Investigations of teachers and administrators helping their students cheat on state achievement tests remain disconcerting and discouraging — especially when they occur as close to home as Woodbridge and other local districts.
Some of these cases are relatively decisive. A high-profile investigation in Atlanta implicated dozens of teachers and administrators and ultimately took down the district superintendent.
But there are murkier outcomes. An investigation into New Jersey’s own Camden schools, where cheating was never proven outright, led to a settlement last year with the whistleblower — a district principal — and left lots of unanswered questions
Now comes the latest news that the state Department of Education is actively investigating more than a dozen districts, including those in Woodbridge, where this week five teachers and administrators were suspended by the local board. And the stakes seem to be rising for both the cops and the alleged perpetrators.
“The quality and integrity of data is of utmost importance to each of us educators across New jersey,” said Chris Cerf, the state’s education commissioner, in his release of the first investigative reports this month.
Of course, state commissioners have always said they takes test security seriously, and the security is indeed intense on state tests when they arrive and leave schools — even shrink wrap to prevent tampering.
But New Jersey several years ago upped the stakes considerably through two actions: the hiring of a former state police investigator to be its compliance director and the long-delayed use of sophisticated analysis to scan for possible cheating.
The bulk of the cases involved in the latest sweep rely on so-called erasure analysis, in which computers can scan for answers changed from wrong to right at abnormally high rates. In 2011 the state’s first erasure report raised questions about more than 30 schools; this year’s investigation implicated another 15 schools.
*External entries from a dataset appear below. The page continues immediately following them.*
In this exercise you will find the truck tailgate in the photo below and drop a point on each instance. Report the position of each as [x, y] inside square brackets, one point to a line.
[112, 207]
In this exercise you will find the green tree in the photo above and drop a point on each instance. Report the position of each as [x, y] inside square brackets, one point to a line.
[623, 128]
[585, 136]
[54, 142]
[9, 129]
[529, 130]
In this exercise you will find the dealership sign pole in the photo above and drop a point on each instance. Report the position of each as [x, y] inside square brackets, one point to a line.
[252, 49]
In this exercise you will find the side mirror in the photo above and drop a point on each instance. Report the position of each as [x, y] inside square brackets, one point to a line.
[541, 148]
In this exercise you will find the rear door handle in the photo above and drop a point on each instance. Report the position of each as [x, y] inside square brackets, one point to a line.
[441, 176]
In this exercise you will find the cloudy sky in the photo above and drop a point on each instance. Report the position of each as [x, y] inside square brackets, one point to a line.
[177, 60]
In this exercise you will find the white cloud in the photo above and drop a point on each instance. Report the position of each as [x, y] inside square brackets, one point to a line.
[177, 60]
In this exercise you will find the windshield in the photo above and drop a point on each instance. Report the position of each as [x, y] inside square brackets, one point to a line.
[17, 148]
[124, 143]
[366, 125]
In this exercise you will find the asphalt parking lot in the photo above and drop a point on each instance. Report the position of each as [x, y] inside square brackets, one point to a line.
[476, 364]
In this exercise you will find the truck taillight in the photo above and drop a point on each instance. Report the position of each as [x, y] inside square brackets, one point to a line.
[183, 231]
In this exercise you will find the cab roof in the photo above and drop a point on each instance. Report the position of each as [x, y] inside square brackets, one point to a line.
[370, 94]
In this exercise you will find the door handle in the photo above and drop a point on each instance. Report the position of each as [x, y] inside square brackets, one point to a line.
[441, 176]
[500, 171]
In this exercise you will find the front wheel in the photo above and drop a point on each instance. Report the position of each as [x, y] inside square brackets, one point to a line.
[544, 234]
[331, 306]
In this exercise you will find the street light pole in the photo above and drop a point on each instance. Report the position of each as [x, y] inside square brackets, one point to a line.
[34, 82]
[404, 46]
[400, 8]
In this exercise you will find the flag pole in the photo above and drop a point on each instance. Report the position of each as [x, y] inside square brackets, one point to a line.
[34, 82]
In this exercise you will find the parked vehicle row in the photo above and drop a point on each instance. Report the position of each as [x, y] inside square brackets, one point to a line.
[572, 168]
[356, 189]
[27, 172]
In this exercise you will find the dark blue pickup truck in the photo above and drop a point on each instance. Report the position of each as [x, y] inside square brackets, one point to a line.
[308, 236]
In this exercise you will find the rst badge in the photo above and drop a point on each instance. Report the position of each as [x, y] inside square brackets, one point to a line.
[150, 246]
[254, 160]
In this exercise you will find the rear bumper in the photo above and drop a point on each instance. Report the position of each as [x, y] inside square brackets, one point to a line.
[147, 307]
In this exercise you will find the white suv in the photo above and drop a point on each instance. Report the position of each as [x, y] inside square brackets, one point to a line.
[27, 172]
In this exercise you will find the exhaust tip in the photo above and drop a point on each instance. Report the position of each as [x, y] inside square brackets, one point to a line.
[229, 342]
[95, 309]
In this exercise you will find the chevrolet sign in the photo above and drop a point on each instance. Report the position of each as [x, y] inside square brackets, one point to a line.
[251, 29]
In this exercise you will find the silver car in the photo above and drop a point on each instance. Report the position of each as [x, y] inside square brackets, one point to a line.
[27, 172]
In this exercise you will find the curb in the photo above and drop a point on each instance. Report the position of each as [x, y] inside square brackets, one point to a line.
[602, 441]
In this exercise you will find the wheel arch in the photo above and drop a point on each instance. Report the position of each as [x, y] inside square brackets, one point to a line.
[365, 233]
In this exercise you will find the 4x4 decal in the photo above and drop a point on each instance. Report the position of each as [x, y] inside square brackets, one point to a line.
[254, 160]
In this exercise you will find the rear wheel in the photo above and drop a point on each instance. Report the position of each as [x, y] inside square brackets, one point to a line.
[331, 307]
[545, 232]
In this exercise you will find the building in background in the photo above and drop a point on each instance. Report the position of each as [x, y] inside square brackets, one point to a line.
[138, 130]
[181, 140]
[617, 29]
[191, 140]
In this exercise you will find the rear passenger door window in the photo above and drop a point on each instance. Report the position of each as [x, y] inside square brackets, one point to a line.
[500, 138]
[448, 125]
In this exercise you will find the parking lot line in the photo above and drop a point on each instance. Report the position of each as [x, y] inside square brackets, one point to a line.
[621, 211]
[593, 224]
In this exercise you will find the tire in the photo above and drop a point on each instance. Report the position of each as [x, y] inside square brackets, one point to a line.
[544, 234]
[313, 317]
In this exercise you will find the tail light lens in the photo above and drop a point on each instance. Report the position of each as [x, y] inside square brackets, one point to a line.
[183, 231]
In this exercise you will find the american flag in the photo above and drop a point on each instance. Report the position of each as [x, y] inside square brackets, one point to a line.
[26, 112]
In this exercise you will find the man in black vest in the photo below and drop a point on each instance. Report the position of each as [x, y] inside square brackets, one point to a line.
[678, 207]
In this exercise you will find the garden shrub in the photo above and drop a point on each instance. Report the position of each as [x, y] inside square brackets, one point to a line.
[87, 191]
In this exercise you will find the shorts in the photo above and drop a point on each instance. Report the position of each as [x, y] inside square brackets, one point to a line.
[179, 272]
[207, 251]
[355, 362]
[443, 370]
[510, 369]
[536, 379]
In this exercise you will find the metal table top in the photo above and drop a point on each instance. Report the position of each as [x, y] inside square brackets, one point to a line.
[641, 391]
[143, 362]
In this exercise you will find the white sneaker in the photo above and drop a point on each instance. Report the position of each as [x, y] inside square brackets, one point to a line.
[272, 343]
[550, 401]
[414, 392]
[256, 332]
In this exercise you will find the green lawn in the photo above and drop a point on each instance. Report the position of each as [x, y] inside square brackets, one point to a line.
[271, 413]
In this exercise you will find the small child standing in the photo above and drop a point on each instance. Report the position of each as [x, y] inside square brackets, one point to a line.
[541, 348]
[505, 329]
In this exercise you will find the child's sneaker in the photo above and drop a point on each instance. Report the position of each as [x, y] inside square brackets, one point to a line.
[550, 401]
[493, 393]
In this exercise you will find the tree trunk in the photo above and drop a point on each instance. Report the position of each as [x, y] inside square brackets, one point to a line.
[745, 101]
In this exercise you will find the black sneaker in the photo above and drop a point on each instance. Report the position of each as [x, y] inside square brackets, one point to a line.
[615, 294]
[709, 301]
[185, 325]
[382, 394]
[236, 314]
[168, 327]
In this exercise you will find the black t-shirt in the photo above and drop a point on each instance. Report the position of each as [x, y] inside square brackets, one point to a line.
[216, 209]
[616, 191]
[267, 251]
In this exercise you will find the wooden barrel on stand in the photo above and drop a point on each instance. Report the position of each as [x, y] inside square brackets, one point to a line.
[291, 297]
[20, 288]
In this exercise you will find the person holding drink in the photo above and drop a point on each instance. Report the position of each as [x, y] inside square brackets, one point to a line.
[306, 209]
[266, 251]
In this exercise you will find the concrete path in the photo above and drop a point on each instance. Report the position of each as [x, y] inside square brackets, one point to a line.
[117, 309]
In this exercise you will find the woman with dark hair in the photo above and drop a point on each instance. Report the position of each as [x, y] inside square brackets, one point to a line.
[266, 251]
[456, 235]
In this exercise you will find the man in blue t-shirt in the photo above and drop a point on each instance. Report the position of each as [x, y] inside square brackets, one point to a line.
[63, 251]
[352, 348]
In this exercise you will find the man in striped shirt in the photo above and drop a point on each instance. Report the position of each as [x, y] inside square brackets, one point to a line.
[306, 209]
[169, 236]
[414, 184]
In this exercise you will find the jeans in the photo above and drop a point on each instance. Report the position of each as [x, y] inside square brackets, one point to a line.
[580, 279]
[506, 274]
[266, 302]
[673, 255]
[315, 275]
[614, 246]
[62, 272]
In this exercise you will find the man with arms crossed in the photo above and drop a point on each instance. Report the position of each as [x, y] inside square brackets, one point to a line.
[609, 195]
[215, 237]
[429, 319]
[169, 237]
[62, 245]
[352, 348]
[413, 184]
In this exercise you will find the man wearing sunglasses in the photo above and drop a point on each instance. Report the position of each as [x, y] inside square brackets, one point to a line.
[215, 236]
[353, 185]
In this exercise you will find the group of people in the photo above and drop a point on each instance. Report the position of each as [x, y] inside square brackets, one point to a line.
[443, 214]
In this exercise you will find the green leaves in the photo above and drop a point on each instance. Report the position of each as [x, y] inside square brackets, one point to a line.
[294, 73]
State officials stress that these tests are not determinants of guilt, and a dozen schools named last year were ultimately cleared this year. But specific indicators, such as when answers appear to be changed from wrong to right by as much as four times the average, raise a red flag.
From there, the state’s compliance office descends on a school and starts asking questions and checking procedures. Experts say it is often direct witnesses who then make the ultimate case.
At the Ross Street Elementary School in Woodbridge, one of those cited for abnormal erasures in its third grade class, other irregularities were soon uncovered and witnesses started talking, according to a detailed report released by the state yesterday.
For instance, one unusual testing strategy cited was what the school staff referred to as “active monitoring,” led by the school’s principal, Sharon Strack. Witnesses said she would coach proctors to tell students to go back over answers that they saw were wrong, according to the report.
Several of the witnesses said they refused, and others said they saw Stack herself take up the practice directly. “On one occasion, Ms. Strack was observed to look over a child’s shoulder and point to an answer, stating ‘go back and do that one again,’ ” read the report.
That brings in the questions of the motivations of the adults being questioned, where state tests have long carried high stakes for schools in deeming them successful or not.
State officials have said it remains a question of ethics, and no matter the stakes, a vast majority of teachers and administrators would not step over the line under any circumstances.
But others wonder about the added pressure that will come as teachers and principals start to be judged individually on their students’ scores, where even their tenure could hang in the balance. The role of test scores in teacher ratings was a prominent debate in the recent revamping of the state’s tenure laws.
The New Jersey Education Association said yesterday that it would provide legal assistance to the three teachers in Woodbridge, and with more investigations to come elsewhere, their lawyers could be busy.
But an NJEA executive also said that the added weight of testing on educators’ fates has only helped contribute to the problem.
“We’ve seen story after story — Washington, D.C. and Atlanta come immediately to mind — where the obsession with higher test scores can lead to the wrong outcome,” said Steve Wollmer, communications director for the union.
“That’s yet another reason why tying teachers’ very careers to test scores is an ill-conceived public policy.”